Curious about how ethanol is made? Here's a short (less than 4 minutes) video explaining the process.
GM also has a cool little interactive graphic on the process, too.
But back to the task at hand: did you know your students can make their own ethanol using common household kitchen items? We've done this activity with numerous groups on our Wooster campus and with schools across the state. We like using General Motors' No Fossils in this Fuel lesson plan as a basis.

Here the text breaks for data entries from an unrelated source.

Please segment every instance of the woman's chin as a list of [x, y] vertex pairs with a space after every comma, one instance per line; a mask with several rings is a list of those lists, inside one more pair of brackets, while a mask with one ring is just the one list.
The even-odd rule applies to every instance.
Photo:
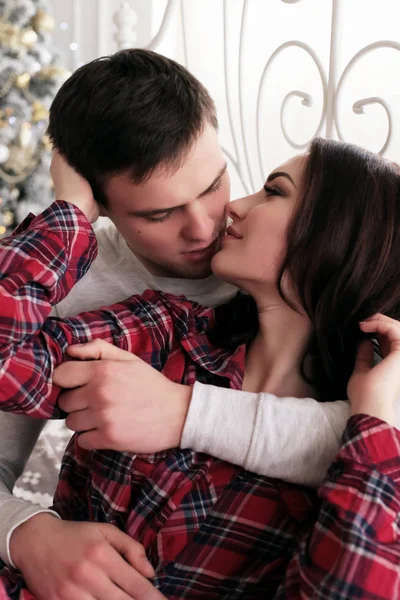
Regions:
[[211, 260], [211, 270], [222, 281], [236, 285], [237, 274], [234, 271], [234, 265], [227, 257], [227, 253], [222, 249], [219, 250]]

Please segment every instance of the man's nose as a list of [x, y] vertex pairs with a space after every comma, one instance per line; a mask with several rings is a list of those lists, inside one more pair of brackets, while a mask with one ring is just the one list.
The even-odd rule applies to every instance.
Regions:
[[188, 209], [186, 219], [183, 235], [187, 240], [204, 243], [213, 241], [215, 224], [201, 203]]

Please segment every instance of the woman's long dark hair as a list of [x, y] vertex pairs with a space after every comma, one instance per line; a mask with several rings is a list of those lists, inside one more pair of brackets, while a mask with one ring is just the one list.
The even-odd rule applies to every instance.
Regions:
[[[367, 150], [315, 139], [287, 233], [283, 277], [313, 325], [307, 349], [323, 400], [347, 397], [362, 333], [376, 312], [400, 319], [400, 171]], [[214, 343], [250, 342], [258, 327], [252, 298], [217, 310]]]

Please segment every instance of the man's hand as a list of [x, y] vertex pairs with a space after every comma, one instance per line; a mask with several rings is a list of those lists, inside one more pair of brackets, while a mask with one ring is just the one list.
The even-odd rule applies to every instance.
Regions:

It is a free download and comes with both a teacher and student guide, links to additional resources, history of ethanol and lots of other cool information on the history of ethanol and the automobile industry.
So here's what you need:
- 1 package of yeast
- Corn syrup
- Empty, cleaned, label-free 2-liter plastic bottles
- Ballon (pre-stretched works best)
- Funnel measuring spoons and cups
- Sink or bucket
- Rubber gloves
Here's what you do:
- Add 2 cups warm water and package of yeast to empty bottle using funnel.
- Swish to mix ingredients and record observations.
- Using the funnel again, add 1/4 cup of corn syrup and mix again.
- Stretch the deflated balloon over the top of the bottle and place the bottle in a sink or a bucket. (Now we've never had any problems with leaks or explosions when we've just placed the bottles on a countertop, but the instructions say a sink or bucket....and it's always a good idea to follow instructiosn precisely when conducting an experiment.)
- Observe and record your observations.
- Check after 1 hour. Observe and record observations again.
- Repeat observations and recordings after 2 hours.
- Repeat observations and recordings after 24 hours.
- It will take 24-48 hours for the experiment to complete. When you are finished, pour the contents down the sink using rubber gloves.
So what happens? Simple fermentation. The corn syrup (representing the starch from the corn that is primarily used in the United States to make ethanol) is broken down into ethanol and carbon dioxide (that's what it filling and inflating the balloon). You end up with a mix of about 13 percent ethanol.
So try this at home and have fun with it...and let us know what you think!
And one other cool fact? OARDC researchers are partnering on an Ohio Third Frontier grant to use Russian dandelions as a source of natural rubber and ethanol!